Era un afoso giugno del 1975 quando arrivai a Torino, nell’allora Centro Einaudi dietro corso Giulio Cesare, per consegnare nelle mani dell’amico Valerio Zanone le mie dimissioni da un Partito Liberale nel cui ultimo congresso gli scherani del boss Giovanni Malagodi avevano passato pacchi di voti al golpista onirico Edgardo Sogno. Un viaggio per me necessario, non volendo dimettermi a Genova, nella sezione dell’onorevole Alfredo Biondi, quello che in privato (e dopo qualche bicchiere di whisky) amava definirsi “liberale sopra l’ombelico e fascista sotto”.
Poco tempo dopo ricevetti una lettera datata 7 luglio, in cui Valerio manifestava la sua amarezza per il nostro colloquio, definendosi “il maggiore esperto che oggi esiste in Italia, e quindi nel mondo di secessioni dal P.L.I.”. Poi mi annunciava un documento che avrebbe presentato al Consiglio Nazionale per quanto definiva “un confronto risolutivo”: “Spero che leggendolo troverai, insieme alle ragioni di chi abbandona, anche qualche giustificazione per quelli che restano”. Ma Zanone sarebbe sempre restato, anche quando il Partito Liberale era scomparso. In primo luogo per ragioni sentimentali, che nascevano dall’identificazione fra una tradizione culturale e la propria città. Avrebbe poi traslocato a Roma, campo d’azione inevitabile per un innamorato cronico della politica quale lui era, ma la Mole gli sarebbe restata nelle fibre; come – pur dopo decenni – la parlata sibilata/strascicata del gianduia. Un esule nella capitale, dove tempo fa lo avevo incontrato a un convegno trovandolo d’umore amarissimo, nella condizione di “messo da parte” della Seconda Repubblica. Lo offendeva la spregiudicatezza dei riciclati e con “i piedi al caldo”, mentre salutandomi saliva su una scalcinata utilitaria.
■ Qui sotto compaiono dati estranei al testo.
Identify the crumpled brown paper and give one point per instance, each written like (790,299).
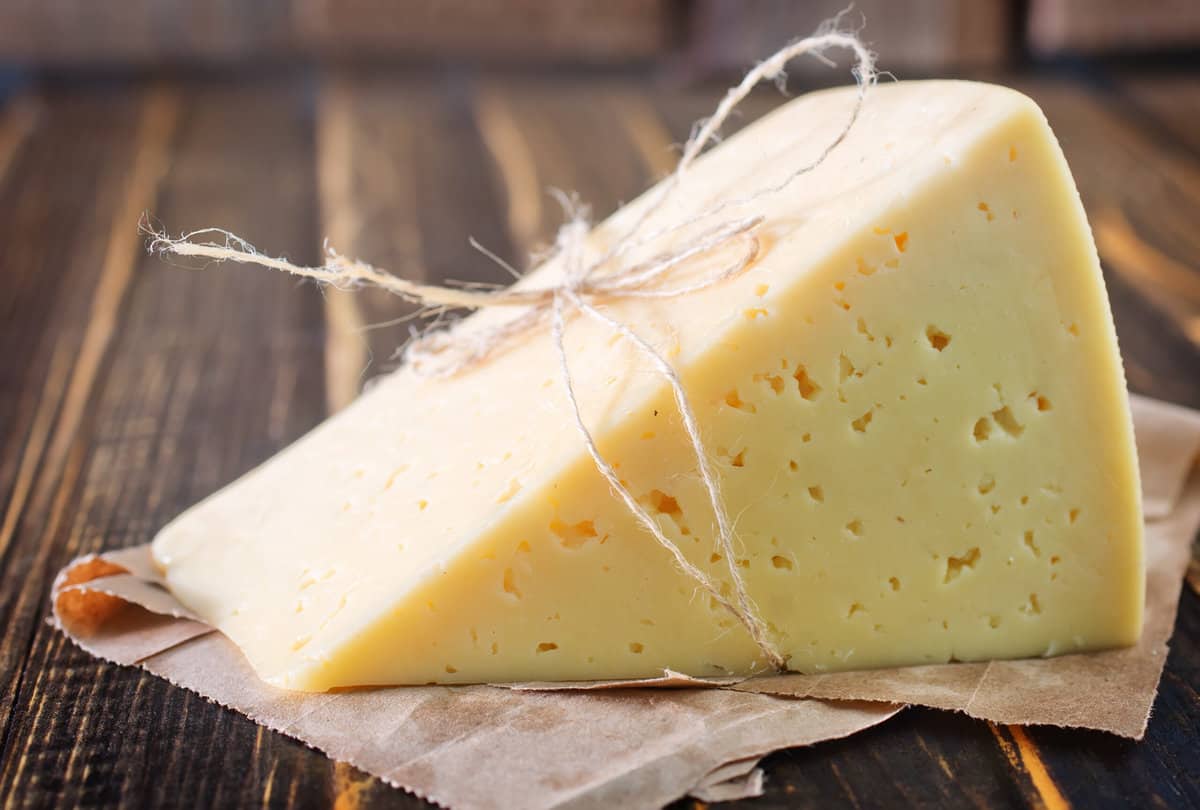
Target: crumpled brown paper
(645,743)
Ci trovavamo nella romana via Cavour, quasi un involontario riferimento a quella torinesità di cui era intriso. Ricordo i resoconti che mi aveva fatto di una ricerca sul padre dell’unità nazionale Camillo Benso e di una sua lettera a una ignota moglie di un amico, cui manifestava il peso psicologico quasi insopportabile nel rush finale del 1859 e poi concludeva, grosso modo: “ma se sarete ricca d’amore per me come ieri sera… ce la faremo”. L’essenza di una città: perbenista e sensuale, ma sempre sottotraccia. Come ci avrebbe raccontato l’impareggiabile duo Fruttero&Lucentini. Qui Valerio aveva le sue radici, per ragioni biografiche inestirpabili; affettive: impiegato poco più che ragazzo nel Pli cittadino venne notato da due costruttori locali – i fratelli Guerrini – che, intuendone le qualità, ne favorirono gli studi e l’entrata in politica, sino alla vittoria nelle elezioni regionali del 1970. Trampolino di lancio della presunta carriera di rifondatore del liberalismo sganciandolo dai legami con gli interessi più retrivi del partito malagodiano (“affittato alla Confindustria”, disse taluno. In effetti appiattito sulla “Piccola Proprietà Edilizia”). Lo accreditavano al compito i suoi costanti riferimenti sull’asse Luigi Einaudi-Piero Gobetti; con relativa apertura al mondo del lavoro e perfino alla sinistra operaia. Gobettianamente: mi raccontò di una lettera di Antonio Gramsci, che aveva scovato negli archivi, indirizzata a Umberto Terracini; che chiedeva chi fosse quel giovane critico teatrale dell’Ordine Nuovo (“non è uno dei nostri… è un liberale”, la risposta del Gramsci).
Ma Valerio non rifondò il liberalismo, anche perché gli mancava la necessaria cattiveria/determinazione del vero capo (“ci manca un leader” diceva lui stesso). Sicché, con un punta di civetteria, era solito dichiarare che la voce del suo curriculum cui teneva di più era il saggio su “Il Liberalismo moderno” scritto per l’editore – appunto, torinese – Utet, in un volume curato da un intellettuale torinesissimo, quale Luigi Firpo e promosso da Norberto Bobbio (“Storia delle idee politiche economiche e sociali”, volume sesto).
Dunque una persona troppo perbene e troppo sensibile per non rischiare la messa in un angolo da parte di chi ha ben altro pelo sullo stomaco. Un conservatore che guardava a sinistra, mentre l’etichetta “liberale” diventava paravento per bieche operazioni reazionarie, che mai avrebbe avvallato.
Insomma, un galantuomo quello che se ne è andato. Verrebbe da dire, il sopravvissuto di una specie che sembra essersi persa.